What do you do, or can you do when you notice that of your oldest friends has become a drunk? Not a whole lot, I’m afraid. It’s hard to see someone who had a fine education, great mind and wicked sense of humor until the past few years when booze flooded her brain synapses.
Now the bottle has circumvented any substance in the person I knew and valued so much. It’s not that I haven’t attempted to steer her away from drinking when I’m at her home. When I’ve been at her house and I have to drive home, I make sure she understands that I will not be drinking with her.

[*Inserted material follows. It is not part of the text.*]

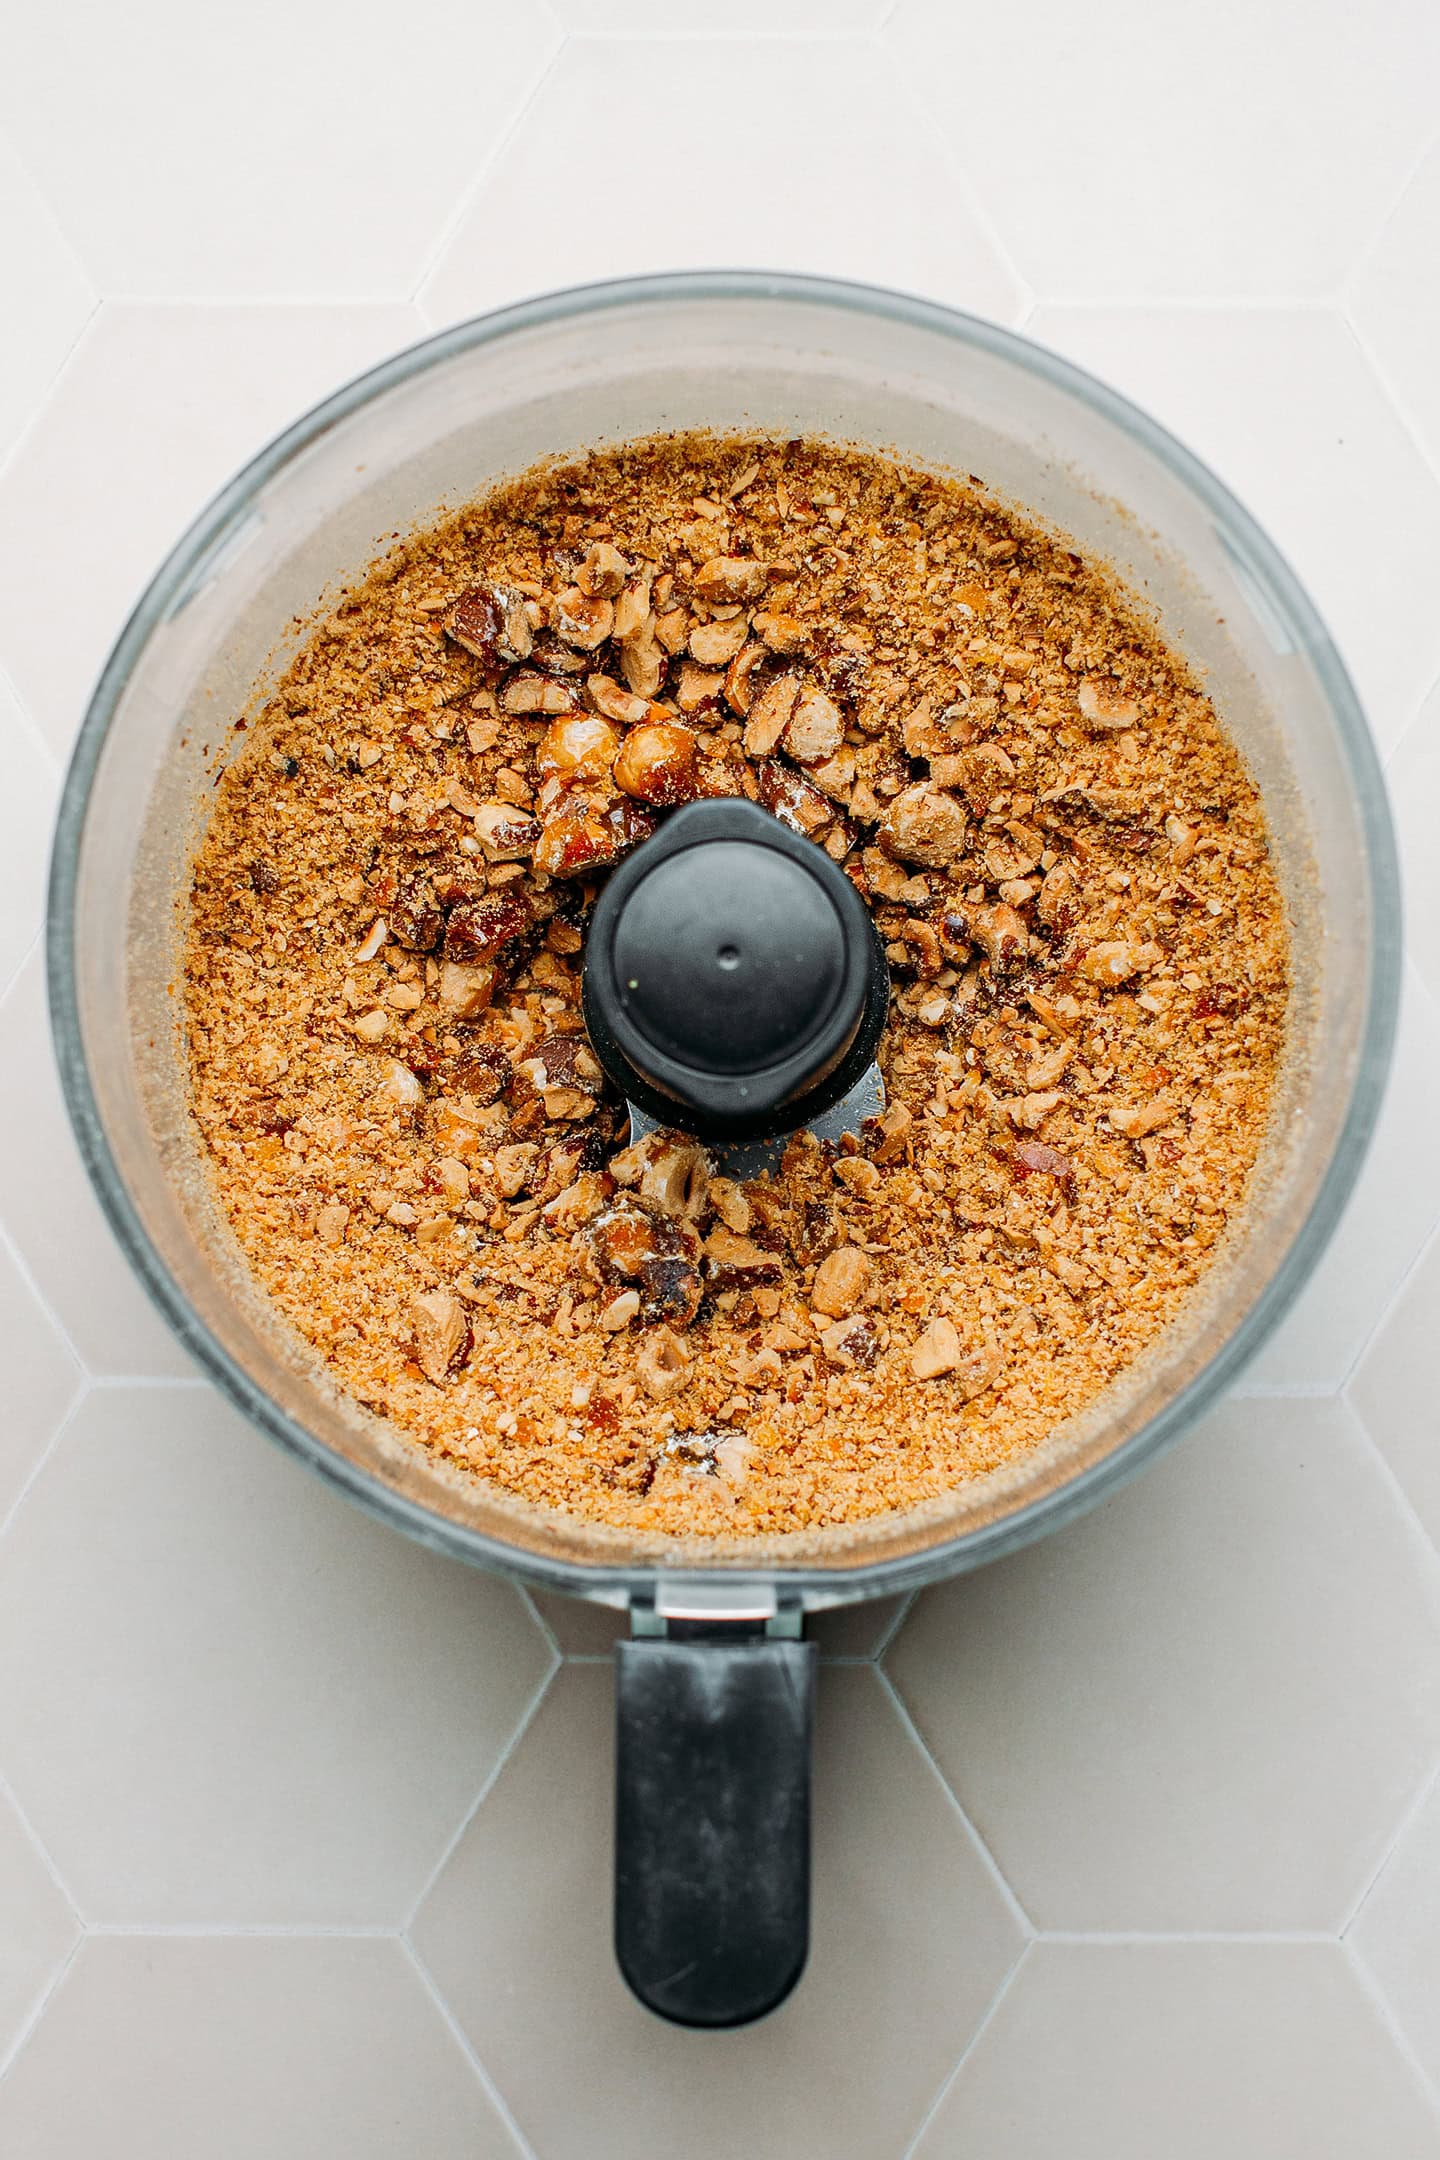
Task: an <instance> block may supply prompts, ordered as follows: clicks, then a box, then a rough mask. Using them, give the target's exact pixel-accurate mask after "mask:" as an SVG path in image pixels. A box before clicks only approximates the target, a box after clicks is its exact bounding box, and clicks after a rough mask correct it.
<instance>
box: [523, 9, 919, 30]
mask: <svg viewBox="0 0 1440 2160" xmlns="http://www.w3.org/2000/svg"><path fill="white" fill-rule="evenodd" d="M892 4H894V0H725V9H723V13H721V11H719V9H717V6H715V0H551V6H553V9H555V13H557V15H559V19H561V22H563V26H566V30H579V32H583V35H587V37H687V35H693V37H721V35H723V37H794V35H803V32H807V30H818V32H825V35H829V37H836V35H846V32H851V35H853V32H859V30H877V28H879V26H881V22H883V19H885V15H887V13H889V9H892Z"/></svg>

When we go out to eat, I deliberately do not have a glass or two of wine because somebody has to be sober enough to drive home. When she’s at my house, I don’t offer any alcohol. That’s why we spend most of our time together at her house.She takes all of this in but doesn’t equate my lack of drinking to her excess consumption of the stuff. I have to admit, there was a time when I didn’t pay as much attention to what alcohol could do to my own brain. But when my work suffered from my inability to put words together fast enough to meet deadlines, I stopped cold. Didn’t need AA, but if I thought I couldn’t stop myself, I would have attended those meetings. Where I live there are plenty of churches that host meetings for the over abundance of drunks in the area.
I easily could have been one of them.Please don’t take this discourse as a rant against those who drink. Almost all the people I know drink occasionally and it doesn’t affect their work or their relationships. But what’s happened to Margie is different. When we go to the movies together, she frequently whispers in my ear, “What just happened? I don’t get it.”
And when we return to our homes, she almost always calls to have me “explain” the movie to her.I met this woman when I was a journalist and she was the vice president of communications for a major service organization. She would frequently serve as my liaison to the experts I needed to interview.Now she’s retired, stays “whip thin” and spends a good deal of time shopping, making starvation salads to accompany her vodka, and going to the theater. I’m sure the people she attends the shows with are barraged with questions at the end, as well.
She and her husband are retired, and with great luck, they are well fixed with cash. But money is not going to get her head straight. Nobody in her family—none of her three children who are afraid to tell her anything—will stop her. I know there is nothing I can do to stop her drinking as she waits patiently every day to continue to drink when her husband comes home from his golf game.
So, another one of my dear ones bites the dust. Illness happens with age and takes some of the best of them before their time. But I’m so desperately sad to see her disintegrate before my eyes from something that didn’t have to take her down in the first place.